Enough of the pretty colours - here's how I did it :
The old hood looked like this :
Two tubes already down, only one working and I'm not even game to turn that one on!

And this
 
First, I stripped the old fluorescent lights out of the hood.  You can see the state of the ballast, and the spots where water has damaged it, and the mould also caused by water ingress.

Old ballast - looking a bit worse for wear
All this has got to go

Next step is to cover all those ventilation holes, and the rectangular holes where the tube fittings were held. This is where the condenstaion was getting into the electrical compartment - don't worry, the plastic top of the hood still has plenty of air vents.

Old ventilation and tube bracket/starter  holes all covered, with new holes drilled ready for grommets

 


Flip side - some scrap sheet metal  bolted in place

Now - time to prepare the strip lights.  The strip can be cut every 3 LEDs in a clearly marked spot, the silicone cut off, and the coating scraped back to reveal the copper underneath.



Some quick soldering and application of heat shrink and here's the result.  The termination on the strip at the top was by the supplier, the one at the bottom is mine.
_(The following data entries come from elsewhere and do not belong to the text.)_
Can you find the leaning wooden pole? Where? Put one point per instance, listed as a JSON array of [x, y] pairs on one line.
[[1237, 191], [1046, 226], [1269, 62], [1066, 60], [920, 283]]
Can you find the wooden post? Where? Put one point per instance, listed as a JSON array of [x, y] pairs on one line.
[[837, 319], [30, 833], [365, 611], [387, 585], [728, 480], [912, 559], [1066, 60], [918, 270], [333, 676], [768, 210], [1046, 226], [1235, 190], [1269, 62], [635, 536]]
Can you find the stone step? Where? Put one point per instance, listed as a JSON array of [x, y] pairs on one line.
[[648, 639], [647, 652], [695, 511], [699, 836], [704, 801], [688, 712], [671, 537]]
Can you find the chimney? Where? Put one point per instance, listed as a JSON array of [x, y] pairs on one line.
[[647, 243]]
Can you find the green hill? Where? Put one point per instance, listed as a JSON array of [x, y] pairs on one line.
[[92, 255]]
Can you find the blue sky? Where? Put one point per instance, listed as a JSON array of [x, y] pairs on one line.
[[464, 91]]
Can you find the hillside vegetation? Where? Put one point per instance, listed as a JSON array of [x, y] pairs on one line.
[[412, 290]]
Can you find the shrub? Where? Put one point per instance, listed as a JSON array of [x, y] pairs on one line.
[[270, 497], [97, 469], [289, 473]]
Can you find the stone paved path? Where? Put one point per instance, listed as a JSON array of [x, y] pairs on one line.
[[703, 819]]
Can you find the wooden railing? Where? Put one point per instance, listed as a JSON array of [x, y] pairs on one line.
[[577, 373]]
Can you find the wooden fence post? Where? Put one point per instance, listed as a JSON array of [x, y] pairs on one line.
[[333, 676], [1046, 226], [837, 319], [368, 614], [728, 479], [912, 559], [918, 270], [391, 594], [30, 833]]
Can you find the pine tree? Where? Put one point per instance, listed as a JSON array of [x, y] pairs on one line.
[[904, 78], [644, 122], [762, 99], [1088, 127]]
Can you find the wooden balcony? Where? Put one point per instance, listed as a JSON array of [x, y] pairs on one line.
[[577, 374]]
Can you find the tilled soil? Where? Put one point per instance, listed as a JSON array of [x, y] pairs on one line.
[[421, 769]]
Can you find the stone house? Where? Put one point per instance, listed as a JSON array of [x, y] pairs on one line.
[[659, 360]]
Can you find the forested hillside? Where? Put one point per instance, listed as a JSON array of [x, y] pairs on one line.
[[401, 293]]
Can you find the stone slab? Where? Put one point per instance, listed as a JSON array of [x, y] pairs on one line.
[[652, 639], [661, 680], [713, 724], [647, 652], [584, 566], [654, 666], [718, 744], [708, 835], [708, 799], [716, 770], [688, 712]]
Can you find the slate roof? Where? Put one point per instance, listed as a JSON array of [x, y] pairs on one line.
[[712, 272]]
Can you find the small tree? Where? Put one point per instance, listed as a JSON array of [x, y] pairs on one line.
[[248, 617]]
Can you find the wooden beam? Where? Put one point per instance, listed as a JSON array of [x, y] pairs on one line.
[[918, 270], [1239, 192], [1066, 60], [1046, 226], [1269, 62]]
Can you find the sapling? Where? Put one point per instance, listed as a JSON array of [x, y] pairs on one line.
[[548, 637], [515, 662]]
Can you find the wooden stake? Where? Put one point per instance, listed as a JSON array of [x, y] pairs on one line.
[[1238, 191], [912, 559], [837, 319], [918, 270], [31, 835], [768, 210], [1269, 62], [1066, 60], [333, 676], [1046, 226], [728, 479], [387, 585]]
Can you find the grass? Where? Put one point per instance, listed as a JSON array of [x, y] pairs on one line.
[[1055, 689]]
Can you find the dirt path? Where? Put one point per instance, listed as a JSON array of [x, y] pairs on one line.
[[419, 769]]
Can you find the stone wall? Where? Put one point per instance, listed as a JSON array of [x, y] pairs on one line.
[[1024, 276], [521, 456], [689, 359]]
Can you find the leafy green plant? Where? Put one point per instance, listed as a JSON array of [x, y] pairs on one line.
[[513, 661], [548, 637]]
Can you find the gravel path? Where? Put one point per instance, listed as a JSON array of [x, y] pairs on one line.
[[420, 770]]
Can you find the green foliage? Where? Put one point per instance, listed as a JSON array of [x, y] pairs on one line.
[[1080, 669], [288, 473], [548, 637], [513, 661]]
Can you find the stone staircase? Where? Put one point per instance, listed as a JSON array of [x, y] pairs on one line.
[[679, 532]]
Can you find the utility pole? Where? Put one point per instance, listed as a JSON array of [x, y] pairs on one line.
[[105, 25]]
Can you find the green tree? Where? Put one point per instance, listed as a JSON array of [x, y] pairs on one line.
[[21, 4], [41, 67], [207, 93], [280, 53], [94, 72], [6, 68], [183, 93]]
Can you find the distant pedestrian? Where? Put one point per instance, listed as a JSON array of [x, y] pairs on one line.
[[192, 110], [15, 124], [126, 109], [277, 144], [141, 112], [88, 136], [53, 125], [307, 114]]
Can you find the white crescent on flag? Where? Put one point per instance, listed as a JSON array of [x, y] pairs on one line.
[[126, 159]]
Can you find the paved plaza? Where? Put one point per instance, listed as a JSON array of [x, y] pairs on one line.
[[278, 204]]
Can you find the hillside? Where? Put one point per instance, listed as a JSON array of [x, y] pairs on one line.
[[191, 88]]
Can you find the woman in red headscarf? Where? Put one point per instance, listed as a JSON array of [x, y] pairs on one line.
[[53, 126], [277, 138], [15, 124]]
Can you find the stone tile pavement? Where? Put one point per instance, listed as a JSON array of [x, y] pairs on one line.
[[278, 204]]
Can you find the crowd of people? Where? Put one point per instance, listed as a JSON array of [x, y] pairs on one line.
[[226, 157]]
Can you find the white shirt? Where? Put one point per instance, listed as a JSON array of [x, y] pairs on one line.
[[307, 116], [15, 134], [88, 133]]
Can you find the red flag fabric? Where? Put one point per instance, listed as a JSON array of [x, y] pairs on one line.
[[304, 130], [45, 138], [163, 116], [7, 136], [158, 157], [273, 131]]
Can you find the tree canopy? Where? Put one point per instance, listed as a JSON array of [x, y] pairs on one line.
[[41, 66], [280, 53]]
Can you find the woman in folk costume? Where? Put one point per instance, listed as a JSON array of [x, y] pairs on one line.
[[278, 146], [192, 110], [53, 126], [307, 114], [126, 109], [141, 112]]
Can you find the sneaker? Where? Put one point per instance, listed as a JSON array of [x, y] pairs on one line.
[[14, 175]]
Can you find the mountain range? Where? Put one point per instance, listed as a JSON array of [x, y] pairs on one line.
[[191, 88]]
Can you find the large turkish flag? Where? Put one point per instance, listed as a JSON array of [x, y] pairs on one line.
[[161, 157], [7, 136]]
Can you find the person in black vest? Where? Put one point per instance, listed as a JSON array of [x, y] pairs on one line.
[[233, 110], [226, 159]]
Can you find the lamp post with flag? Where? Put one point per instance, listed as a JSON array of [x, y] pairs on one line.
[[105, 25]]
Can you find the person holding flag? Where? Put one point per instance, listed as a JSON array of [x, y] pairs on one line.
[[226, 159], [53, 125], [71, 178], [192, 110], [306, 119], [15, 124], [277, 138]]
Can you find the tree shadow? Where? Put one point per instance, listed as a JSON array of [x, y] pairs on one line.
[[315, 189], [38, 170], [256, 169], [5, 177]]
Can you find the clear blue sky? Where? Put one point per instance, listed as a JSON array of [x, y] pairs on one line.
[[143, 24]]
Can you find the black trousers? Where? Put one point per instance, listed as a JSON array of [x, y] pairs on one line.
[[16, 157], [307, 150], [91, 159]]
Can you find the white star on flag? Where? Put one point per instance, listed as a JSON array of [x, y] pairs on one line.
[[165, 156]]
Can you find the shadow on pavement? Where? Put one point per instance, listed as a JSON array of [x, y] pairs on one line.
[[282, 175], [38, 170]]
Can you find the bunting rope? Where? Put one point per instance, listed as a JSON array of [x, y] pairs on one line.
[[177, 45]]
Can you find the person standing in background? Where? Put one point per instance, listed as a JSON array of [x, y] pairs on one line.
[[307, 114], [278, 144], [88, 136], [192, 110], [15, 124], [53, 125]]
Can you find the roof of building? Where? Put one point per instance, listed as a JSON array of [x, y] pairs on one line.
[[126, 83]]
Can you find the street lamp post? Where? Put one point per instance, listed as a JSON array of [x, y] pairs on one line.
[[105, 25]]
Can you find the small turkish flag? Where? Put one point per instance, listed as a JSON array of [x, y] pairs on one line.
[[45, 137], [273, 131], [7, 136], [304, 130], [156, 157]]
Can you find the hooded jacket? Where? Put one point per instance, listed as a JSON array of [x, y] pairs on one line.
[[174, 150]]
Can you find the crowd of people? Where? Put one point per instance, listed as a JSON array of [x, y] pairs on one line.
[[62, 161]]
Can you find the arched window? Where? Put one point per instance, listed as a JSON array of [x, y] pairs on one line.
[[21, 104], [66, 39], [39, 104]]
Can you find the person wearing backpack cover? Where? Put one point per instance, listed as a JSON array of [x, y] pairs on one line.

I bought some clip-on connectors that attach to the cool-white strips (only 2 contacts needed) - but isntead of using them to join two strips together, I soldered wires to one side.  The contact with the strip didn't seem too reliable, so I ended up soldering that side to the strip as well.

Since some of the copper strip was exposed after cutting, I covered the other end with heatshrink and flattened it while still hot, forming a nice seal :


None of there connections have to be 100% watertight, but after seeing what happened to the previous lighting system I'm not taking any chances.


Here is the back plate with all of the strips installed.  Each tube has been replaced with two strips of cool-white LED, and there are an additional two strips of RGB LED, one on each side.

And I even remembered to leave space along the middle for the bolts to mount the power supply and terminal strips!

Now - first light test!  This is with my bench power supply which doesn't quite have the oomph to push it to full brightness :


All LEDS working great! Now to install the power supply. And here it is :


Even though it will be living above the backplate, it still could get some condensation, so I bought one that is IP65 rated.  100W is more than enough for the lights I'm running.

Installed, it looks like this :



And the other end, with a small PWM dimmer for the white LEDs and a controller for the RGB LEDS :

Even though the wires are blue/brown, this is the 12V side not the 240V !

Each white LED strip is brought out to a separate connection on the strip - so on the next stage it can be controlled individually.  For now, they all end being paralleled to one of the 12V outputs, and the other output goes to the RGB led controller.

Putting it back together :

There is a clear plastic cover (not shown) that goes over the top of this.

And there we have it : all done!


The controls sit on top of where the switches used to be - this is supposed to be temporary until the next stage, where they are replaced with an LCD and some buttons connected to an AVR microcontroller.